Me: cool. Cool cool cool. Cool.
(Them being hot doesn’t change things.)
“Oh, so you’ve got a collar with my name on it? 😉”
(I’d never actually be that bold in person)
I might, but I definitely wouldn’t think of it in time, then I’d curse myself out in the car later.
No one is named Hobo haha
https://en.wikipedia.org/wiki/Hobo_Johnson technically it’s a stage name but
That’s why I don’t pick people names for pets lol.
It’s not my fault your parents named you “Kevin.”
I constantly find myself having verbal diarrhea with no filter. Today I tried encouraging a friend whose three year old son wants to wear dresses every now and then and she is unsure how to feel about it by, gloriously, saying that I think Frank N Furter is incredibly manly and sexy and Kurt Cobain wearing night gowns on stage is amazing and I’m totally into cishet men wearing women’s clothes.
I died as the words came out of my mouth and I will never be able to sleep again.
Whenever I manage to keep myself from saying shit like that I silently applaud myself because it’s really hard and each time I keep my mouth shut is a win for humanity.

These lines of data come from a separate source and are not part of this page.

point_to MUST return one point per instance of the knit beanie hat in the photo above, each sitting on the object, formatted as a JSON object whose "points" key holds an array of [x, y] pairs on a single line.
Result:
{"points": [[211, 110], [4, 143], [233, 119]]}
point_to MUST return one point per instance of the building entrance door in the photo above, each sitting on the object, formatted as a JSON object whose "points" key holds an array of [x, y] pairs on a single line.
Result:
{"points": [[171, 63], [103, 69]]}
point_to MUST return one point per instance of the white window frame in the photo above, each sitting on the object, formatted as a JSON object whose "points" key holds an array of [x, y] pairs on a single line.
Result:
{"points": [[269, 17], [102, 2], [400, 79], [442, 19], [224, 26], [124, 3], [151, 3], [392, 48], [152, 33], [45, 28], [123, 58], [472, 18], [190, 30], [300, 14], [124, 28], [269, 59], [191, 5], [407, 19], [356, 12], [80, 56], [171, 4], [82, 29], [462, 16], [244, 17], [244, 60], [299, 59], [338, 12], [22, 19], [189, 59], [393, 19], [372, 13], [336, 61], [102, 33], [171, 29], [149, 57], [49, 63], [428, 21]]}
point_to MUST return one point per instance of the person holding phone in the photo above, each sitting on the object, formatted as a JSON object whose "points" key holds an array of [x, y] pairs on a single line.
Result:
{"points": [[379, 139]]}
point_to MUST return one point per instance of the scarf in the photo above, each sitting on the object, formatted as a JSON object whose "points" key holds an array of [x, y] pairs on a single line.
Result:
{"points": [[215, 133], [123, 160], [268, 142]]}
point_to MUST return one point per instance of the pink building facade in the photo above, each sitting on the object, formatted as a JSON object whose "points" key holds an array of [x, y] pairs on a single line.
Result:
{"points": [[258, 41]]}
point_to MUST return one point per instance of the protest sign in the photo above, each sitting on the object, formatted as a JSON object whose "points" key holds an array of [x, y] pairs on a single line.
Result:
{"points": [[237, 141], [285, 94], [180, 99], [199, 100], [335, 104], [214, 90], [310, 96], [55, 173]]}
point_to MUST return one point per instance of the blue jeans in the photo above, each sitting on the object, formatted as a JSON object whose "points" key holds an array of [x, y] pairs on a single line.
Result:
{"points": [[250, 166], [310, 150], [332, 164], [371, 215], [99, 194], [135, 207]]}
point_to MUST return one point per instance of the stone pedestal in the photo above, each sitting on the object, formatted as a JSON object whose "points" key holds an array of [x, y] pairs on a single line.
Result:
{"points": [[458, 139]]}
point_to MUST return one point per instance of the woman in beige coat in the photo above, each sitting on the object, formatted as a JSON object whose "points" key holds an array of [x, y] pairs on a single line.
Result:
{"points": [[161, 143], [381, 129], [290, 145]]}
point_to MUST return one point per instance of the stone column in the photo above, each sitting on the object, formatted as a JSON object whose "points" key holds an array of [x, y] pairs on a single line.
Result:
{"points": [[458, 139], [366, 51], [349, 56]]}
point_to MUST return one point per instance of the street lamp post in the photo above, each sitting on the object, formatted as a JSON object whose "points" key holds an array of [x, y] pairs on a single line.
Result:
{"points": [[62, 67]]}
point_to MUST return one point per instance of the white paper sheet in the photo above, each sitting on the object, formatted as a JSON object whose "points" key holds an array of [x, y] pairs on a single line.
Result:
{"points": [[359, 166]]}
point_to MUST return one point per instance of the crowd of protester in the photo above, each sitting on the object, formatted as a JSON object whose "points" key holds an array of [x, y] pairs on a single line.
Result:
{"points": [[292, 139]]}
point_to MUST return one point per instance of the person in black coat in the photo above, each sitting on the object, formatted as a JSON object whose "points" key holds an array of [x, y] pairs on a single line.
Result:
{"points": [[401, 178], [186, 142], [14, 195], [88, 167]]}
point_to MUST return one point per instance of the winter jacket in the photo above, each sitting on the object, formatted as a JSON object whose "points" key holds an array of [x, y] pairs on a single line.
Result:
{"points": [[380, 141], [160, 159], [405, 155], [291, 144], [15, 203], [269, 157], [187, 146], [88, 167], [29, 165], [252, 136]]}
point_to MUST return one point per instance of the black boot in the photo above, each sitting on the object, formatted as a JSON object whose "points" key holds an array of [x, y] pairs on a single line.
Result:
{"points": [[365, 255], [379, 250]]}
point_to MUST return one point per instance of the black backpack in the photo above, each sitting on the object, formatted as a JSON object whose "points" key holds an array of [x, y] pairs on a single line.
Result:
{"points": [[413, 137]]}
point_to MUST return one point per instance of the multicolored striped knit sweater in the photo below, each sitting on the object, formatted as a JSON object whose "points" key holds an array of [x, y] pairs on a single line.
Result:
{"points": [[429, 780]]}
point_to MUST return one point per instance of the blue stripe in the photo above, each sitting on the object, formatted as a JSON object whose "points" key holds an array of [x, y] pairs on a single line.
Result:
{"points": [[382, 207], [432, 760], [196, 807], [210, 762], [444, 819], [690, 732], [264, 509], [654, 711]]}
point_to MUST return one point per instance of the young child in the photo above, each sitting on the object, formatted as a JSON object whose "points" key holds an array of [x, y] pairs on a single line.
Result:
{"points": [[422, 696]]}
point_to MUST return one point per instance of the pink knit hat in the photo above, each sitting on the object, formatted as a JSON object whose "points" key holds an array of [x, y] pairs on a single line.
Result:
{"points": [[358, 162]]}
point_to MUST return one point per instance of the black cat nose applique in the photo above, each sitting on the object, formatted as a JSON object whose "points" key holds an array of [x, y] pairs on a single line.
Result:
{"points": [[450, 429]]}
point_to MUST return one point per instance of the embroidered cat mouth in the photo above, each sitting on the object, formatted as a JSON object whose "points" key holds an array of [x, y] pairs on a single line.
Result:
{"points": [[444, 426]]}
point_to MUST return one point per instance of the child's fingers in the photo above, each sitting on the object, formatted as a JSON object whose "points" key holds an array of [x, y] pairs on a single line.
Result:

I feel you. I’ve gotten better at it, but recently had a much older woman flirting with me at a bar. She led into some story with, “Well, I’m much older than you, but…” to which I casually, mindlessly, obliviously, effortlessly, and to both of our near-instant horror, interjected a supportive-intended, “…obviously…”
In real-time now:
Her: “Well, I’m much older than you, but…”
Me: “Obviously.”
She was literally stunned silent. Then me, too.